Although the Netherlands was a party to the UN Single Convention on Narcotic Drugs, its government has always been relatively lenient towards drugs use and the possession of small quantities for personal use. It was agreed that drug addicts should be given help or treatment, and not serve as law enforcement targets (Leuw 1994, p. 34). With regard to cannabis, the government decided in 1976 to make a distinction between soft drugs (i.e., hashish and marihuana) and hard drugs (all other narcotic drugs). The Board of Procurators General subsequently issued a directive stating that the public prosecution service would no longer prosecute soft drugs possession as long as the amount did not exceed 30 g. Blanket legalization was impossible because that would violate the Single Convention. Logically, this also meant deciding how to act towards dealers selling soft drugs to customers. The 1970s, for example, saw the emergence of coffee shops selling hashish and marihuana. In 1979, another directive ordered prosecutors to refrain from active investigation of dealers and coffee shops unless they put public safety or health at risk, or openly tried to promote and expand their business (Spapens and Van de Bunt forthcoming).
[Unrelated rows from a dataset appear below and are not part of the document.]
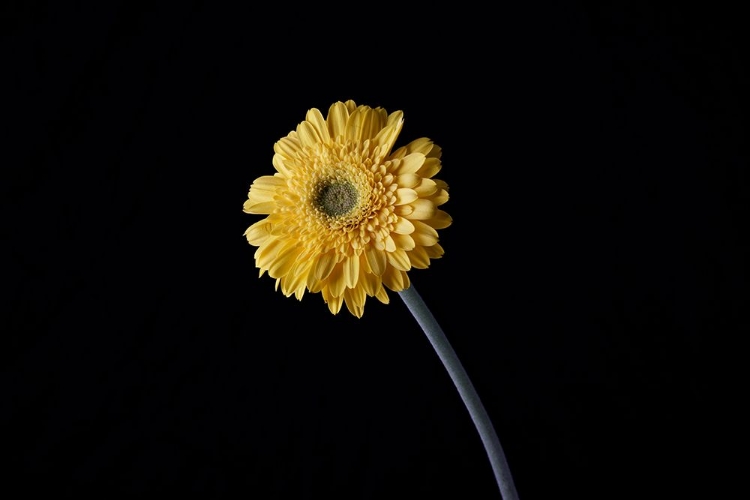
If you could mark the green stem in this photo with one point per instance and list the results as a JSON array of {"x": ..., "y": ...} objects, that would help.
[{"x": 460, "y": 378}]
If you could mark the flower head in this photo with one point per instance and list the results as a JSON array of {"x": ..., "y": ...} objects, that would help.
[{"x": 347, "y": 216}]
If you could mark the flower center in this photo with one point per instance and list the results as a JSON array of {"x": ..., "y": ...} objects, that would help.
[{"x": 336, "y": 198}]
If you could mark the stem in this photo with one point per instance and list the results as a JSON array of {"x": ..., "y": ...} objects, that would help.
[{"x": 460, "y": 378}]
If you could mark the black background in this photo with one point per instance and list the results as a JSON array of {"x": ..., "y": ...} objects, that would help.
[{"x": 596, "y": 160}]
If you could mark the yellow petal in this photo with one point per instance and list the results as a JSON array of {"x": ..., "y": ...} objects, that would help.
[
  {"x": 430, "y": 167},
  {"x": 440, "y": 220},
  {"x": 424, "y": 235},
  {"x": 440, "y": 197},
  {"x": 354, "y": 298},
  {"x": 403, "y": 226},
  {"x": 288, "y": 146},
  {"x": 409, "y": 164},
  {"x": 315, "y": 118},
  {"x": 308, "y": 136},
  {"x": 324, "y": 265},
  {"x": 285, "y": 260},
  {"x": 258, "y": 233},
  {"x": 403, "y": 241},
  {"x": 422, "y": 145},
  {"x": 337, "y": 117},
  {"x": 395, "y": 279},
  {"x": 423, "y": 209},
  {"x": 411, "y": 180},
  {"x": 427, "y": 187},
  {"x": 351, "y": 271},
  {"x": 399, "y": 260},
  {"x": 334, "y": 303},
  {"x": 419, "y": 258},
  {"x": 266, "y": 253},
  {"x": 405, "y": 195},
  {"x": 254, "y": 207},
  {"x": 388, "y": 135},
  {"x": 335, "y": 281},
  {"x": 376, "y": 259}
]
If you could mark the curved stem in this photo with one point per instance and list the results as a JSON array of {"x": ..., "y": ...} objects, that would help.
[{"x": 460, "y": 378}]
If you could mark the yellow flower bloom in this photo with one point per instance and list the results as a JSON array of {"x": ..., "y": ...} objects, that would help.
[{"x": 346, "y": 216}]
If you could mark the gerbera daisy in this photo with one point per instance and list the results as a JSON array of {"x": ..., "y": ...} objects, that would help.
[{"x": 347, "y": 216}]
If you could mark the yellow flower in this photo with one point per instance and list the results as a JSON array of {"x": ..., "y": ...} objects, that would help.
[{"x": 346, "y": 216}]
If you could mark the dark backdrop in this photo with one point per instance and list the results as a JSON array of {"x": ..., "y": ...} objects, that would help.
[{"x": 597, "y": 171}]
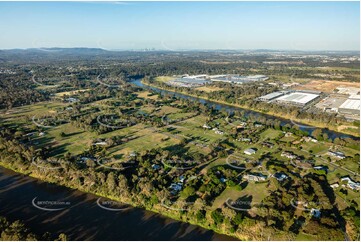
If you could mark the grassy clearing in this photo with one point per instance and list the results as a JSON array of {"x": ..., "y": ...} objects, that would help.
[
  {"x": 209, "y": 89},
  {"x": 256, "y": 191},
  {"x": 70, "y": 93},
  {"x": 147, "y": 95},
  {"x": 164, "y": 78}
]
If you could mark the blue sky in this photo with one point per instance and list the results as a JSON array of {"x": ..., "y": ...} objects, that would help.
[{"x": 181, "y": 25}]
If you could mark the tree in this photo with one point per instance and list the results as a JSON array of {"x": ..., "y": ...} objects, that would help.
[{"x": 187, "y": 192}]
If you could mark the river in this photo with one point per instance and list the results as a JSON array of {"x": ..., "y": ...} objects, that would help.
[
  {"x": 309, "y": 129},
  {"x": 83, "y": 218}
]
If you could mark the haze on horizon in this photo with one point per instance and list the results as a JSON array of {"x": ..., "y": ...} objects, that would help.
[{"x": 181, "y": 25}]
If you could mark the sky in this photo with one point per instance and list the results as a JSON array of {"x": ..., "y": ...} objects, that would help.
[{"x": 181, "y": 25}]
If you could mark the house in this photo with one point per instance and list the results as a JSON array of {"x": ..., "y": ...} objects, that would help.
[
  {"x": 321, "y": 168},
  {"x": 250, "y": 151},
  {"x": 267, "y": 144},
  {"x": 133, "y": 154},
  {"x": 30, "y": 134},
  {"x": 71, "y": 100},
  {"x": 308, "y": 139},
  {"x": 335, "y": 185},
  {"x": 288, "y": 134},
  {"x": 289, "y": 155},
  {"x": 315, "y": 213},
  {"x": 245, "y": 139},
  {"x": 176, "y": 187},
  {"x": 156, "y": 167},
  {"x": 206, "y": 126},
  {"x": 350, "y": 183},
  {"x": 280, "y": 176},
  {"x": 255, "y": 177},
  {"x": 100, "y": 143},
  {"x": 336, "y": 154}
]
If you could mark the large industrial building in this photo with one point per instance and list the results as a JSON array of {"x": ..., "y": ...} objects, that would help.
[
  {"x": 351, "y": 105},
  {"x": 188, "y": 82},
  {"x": 297, "y": 98},
  {"x": 271, "y": 96},
  {"x": 200, "y": 80}
]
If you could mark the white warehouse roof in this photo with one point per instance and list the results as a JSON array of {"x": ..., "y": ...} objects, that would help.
[
  {"x": 351, "y": 104},
  {"x": 298, "y": 97}
]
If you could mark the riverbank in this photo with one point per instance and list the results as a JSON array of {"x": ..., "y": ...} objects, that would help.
[
  {"x": 304, "y": 122},
  {"x": 167, "y": 213}
]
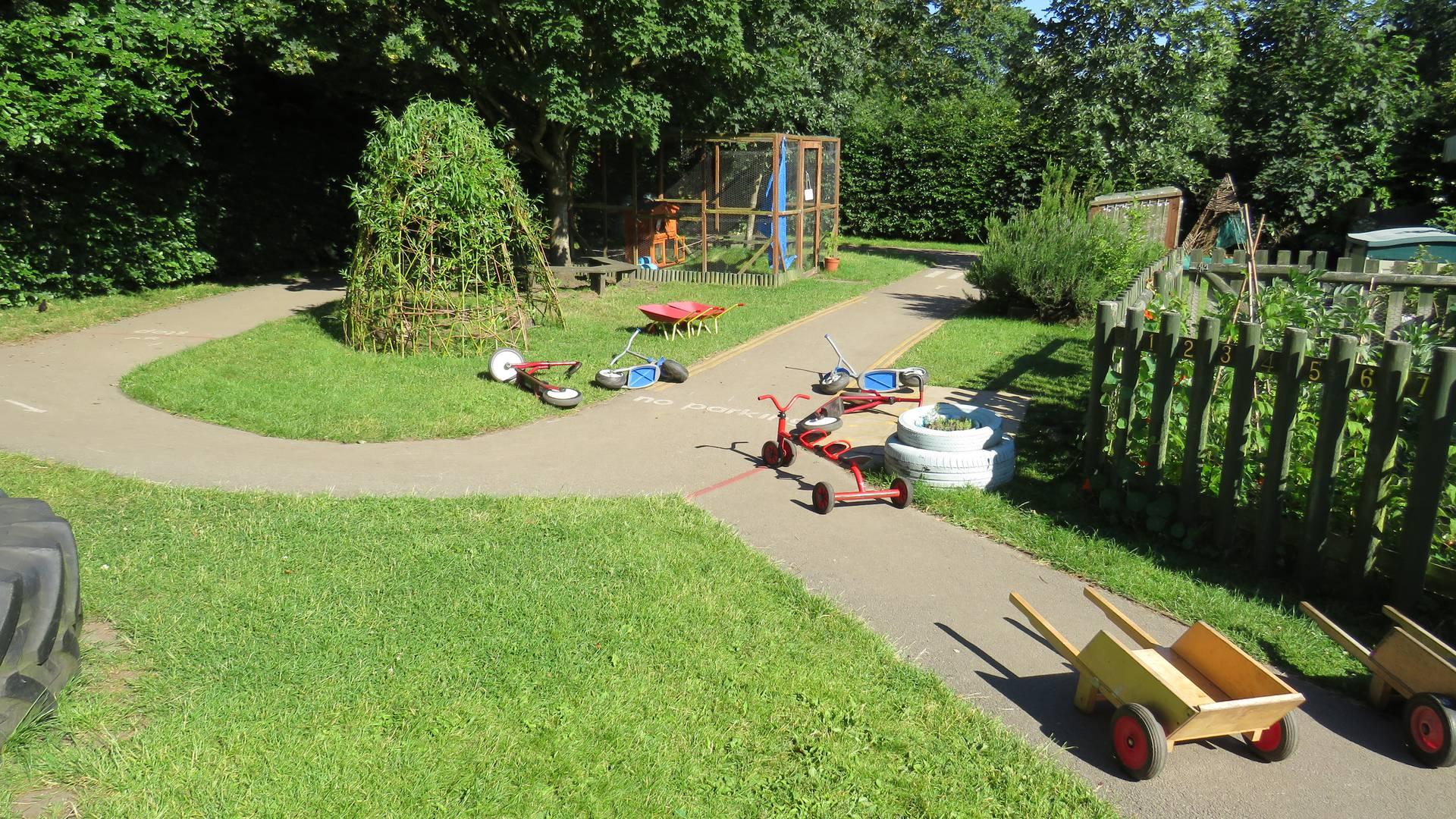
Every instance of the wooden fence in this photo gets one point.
(1122, 338)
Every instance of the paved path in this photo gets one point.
(934, 589)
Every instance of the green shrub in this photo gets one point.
(1057, 261)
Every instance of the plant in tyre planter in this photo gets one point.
(832, 254)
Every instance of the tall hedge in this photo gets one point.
(98, 183)
(937, 169)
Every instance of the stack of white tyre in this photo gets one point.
(979, 457)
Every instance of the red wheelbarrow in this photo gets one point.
(686, 318)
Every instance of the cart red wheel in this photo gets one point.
(1276, 742)
(823, 499)
(905, 497)
(786, 453)
(772, 455)
(1139, 742)
(1430, 723)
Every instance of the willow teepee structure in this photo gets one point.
(449, 256)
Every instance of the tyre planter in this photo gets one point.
(39, 599)
(913, 431)
(982, 468)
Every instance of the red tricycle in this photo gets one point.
(780, 452)
(509, 365)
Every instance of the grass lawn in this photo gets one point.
(293, 378)
(916, 243)
(312, 656)
(1043, 512)
(64, 315)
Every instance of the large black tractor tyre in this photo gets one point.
(39, 610)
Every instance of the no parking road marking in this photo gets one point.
(698, 407)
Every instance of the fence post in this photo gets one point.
(1332, 407)
(1131, 340)
(1095, 441)
(1427, 480)
(1375, 483)
(1282, 428)
(1241, 403)
(1200, 392)
(1165, 360)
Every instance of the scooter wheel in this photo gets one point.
(823, 497)
(673, 371)
(503, 365)
(788, 452)
(561, 397)
(612, 379)
(772, 455)
(905, 497)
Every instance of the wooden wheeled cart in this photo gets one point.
(1417, 667)
(1200, 687)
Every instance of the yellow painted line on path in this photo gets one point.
(900, 349)
(718, 359)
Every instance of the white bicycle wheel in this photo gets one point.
(503, 365)
(913, 431)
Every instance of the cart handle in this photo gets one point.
(783, 407)
(1059, 643)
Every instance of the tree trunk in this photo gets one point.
(558, 194)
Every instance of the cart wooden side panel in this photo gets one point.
(1142, 676)
(1237, 716)
(1229, 668)
(1416, 664)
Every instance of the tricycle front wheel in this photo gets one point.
(1430, 720)
(772, 453)
(1276, 742)
(1139, 742)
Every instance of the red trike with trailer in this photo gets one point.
(781, 452)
Although historical research is lacking, it is clear that these changes also expanded the market for crime groups importing narcotic drugs. To begin with, coffee shops, particularly in Amsterdam and the border regions, started to attract large numbers of foreign youth who wanted to try out soft drugs without the risk of apprehension. As there was no system of licensing in place yet, the same crime groups that imported the drugs could also open coffee shops. Furthermore, criminals from the south of the country, who had accumulated capital from smuggling and armed robberies, teamed up with their counterparts in the western cities and started to invest in large shipments. The Dutch importers quickly succeeded in establishing business relations with wholesale producers in source countries.
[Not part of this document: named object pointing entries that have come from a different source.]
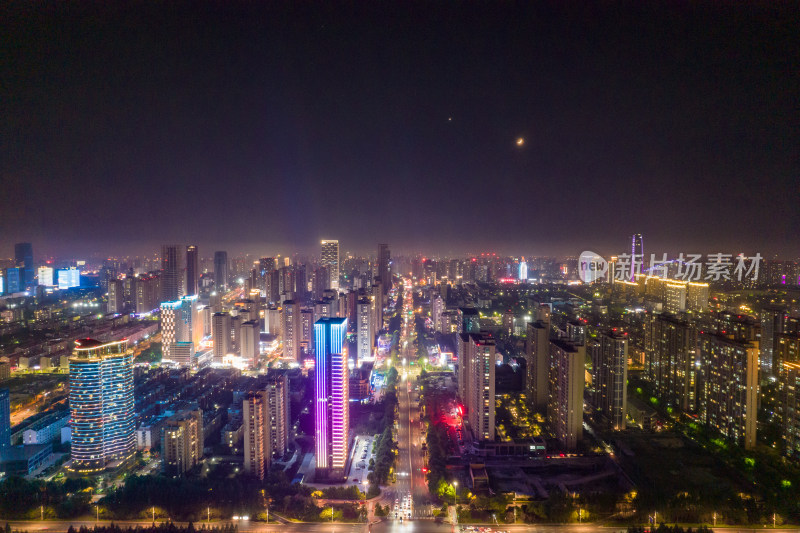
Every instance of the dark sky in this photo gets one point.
(268, 126)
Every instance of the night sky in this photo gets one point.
(265, 126)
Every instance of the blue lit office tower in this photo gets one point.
(331, 396)
(221, 270)
(5, 419)
(101, 404)
(23, 256)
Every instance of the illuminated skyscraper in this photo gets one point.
(172, 258)
(538, 359)
(173, 328)
(329, 258)
(257, 440)
(365, 331)
(292, 330)
(476, 359)
(637, 254)
(670, 362)
(789, 379)
(250, 345)
(69, 278)
(384, 272)
(182, 442)
(565, 402)
(221, 270)
(101, 404)
(729, 392)
(610, 377)
(23, 255)
(221, 335)
(772, 318)
(192, 270)
(5, 419)
(116, 295)
(46, 276)
(181, 323)
(331, 394)
(147, 290)
(523, 270)
(278, 414)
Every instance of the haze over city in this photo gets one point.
(394, 267)
(266, 128)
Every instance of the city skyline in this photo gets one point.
(582, 125)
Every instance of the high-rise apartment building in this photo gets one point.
(101, 404)
(251, 342)
(384, 266)
(23, 256)
(181, 323)
(221, 275)
(671, 363)
(565, 402)
(637, 255)
(468, 320)
(147, 293)
(729, 398)
(192, 270)
(46, 276)
(329, 258)
(173, 328)
(257, 440)
(221, 335)
(116, 296)
(478, 373)
(172, 271)
(292, 330)
(675, 296)
(772, 320)
(538, 359)
(610, 377)
(182, 442)
(277, 388)
(5, 419)
(789, 380)
(697, 296)
(331, 395)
In the mid-1980s, concern grew within the Dutch police force about such groups developing into organized crime syndicates of mafiatype proportions (Sietsma 1985). Moreover, when cocaine became fashionable in the 1980s, the importers began to serve that market too. In particular, Klaas Bruinsma’s network seemed to be bringing increasing quantities of drugs into the country, and it tried to take over other businesses as well, such as the installation of gambling machines in bars and restaurants. Law enforcement response was slow, however, and it took until 1991 before the first special investigation squad was set up. That same year, Bruinsma was murdered, so the investigation instead focused on his “heirs,” supposedly a trio that had taken over the “management of the organization,” which was code-named Delta.

The competent authorities abruptly dismantled the investigation team in 1993 when an undercover operation spiraled out of control. It involved a criminal informer whom agents allowed to bring large quantities of drugs into the country in order to build trust with the alleged top leaders of the Delta group. That way, the police would be able to obtain evidence against them. After 2 years, however, the operation was not any closer to achieving its goal, whereas the informer had imported thousands of kilos of soft drugs, and possibly cocaine as well, with the consent of the police, who also allowed him to sell it on the illegal market. This resulted in a major scandal that led to a parliamentary enquiry.

Although one of the causes of the problem was the inadequate regulation of special investigative powers – the parliamentary enquiry revealed that other investigation teams had used similar methods – another was the fact that the police wrongly viewed these crime groups as well organized and hierarchically structured. Instead, they more closely resembled a network organization. “Entrepreneurs” within these networks continuously formed different coalitions in order to import and sell wholesale quantities of drugs. As far back as 1990, Dutch criminologists also came to the conclusion that “Dutchstyle organized crime” was an amalgam of loosely knit networks instead of well-structured “firms,” and this was confirmed in subsequent studies (Van Duyne et al. 1990; Van Duyne 1995; Fijnaut et al. 1996; Kleemans et al. 1998, 2002; Klerks 2000).

According to the literature, Dutch networks generally operate in line with the following basic model, which can be applied to drug trafficking and to other types of organized crime involving illegal goods.

A typical criminal cooperative consists of about 10–30 people. To begin with, most coalitions consist of a stable core made up of a criminal entrepreneur and a two or three well-trusted associates, usually family members or longtime friends.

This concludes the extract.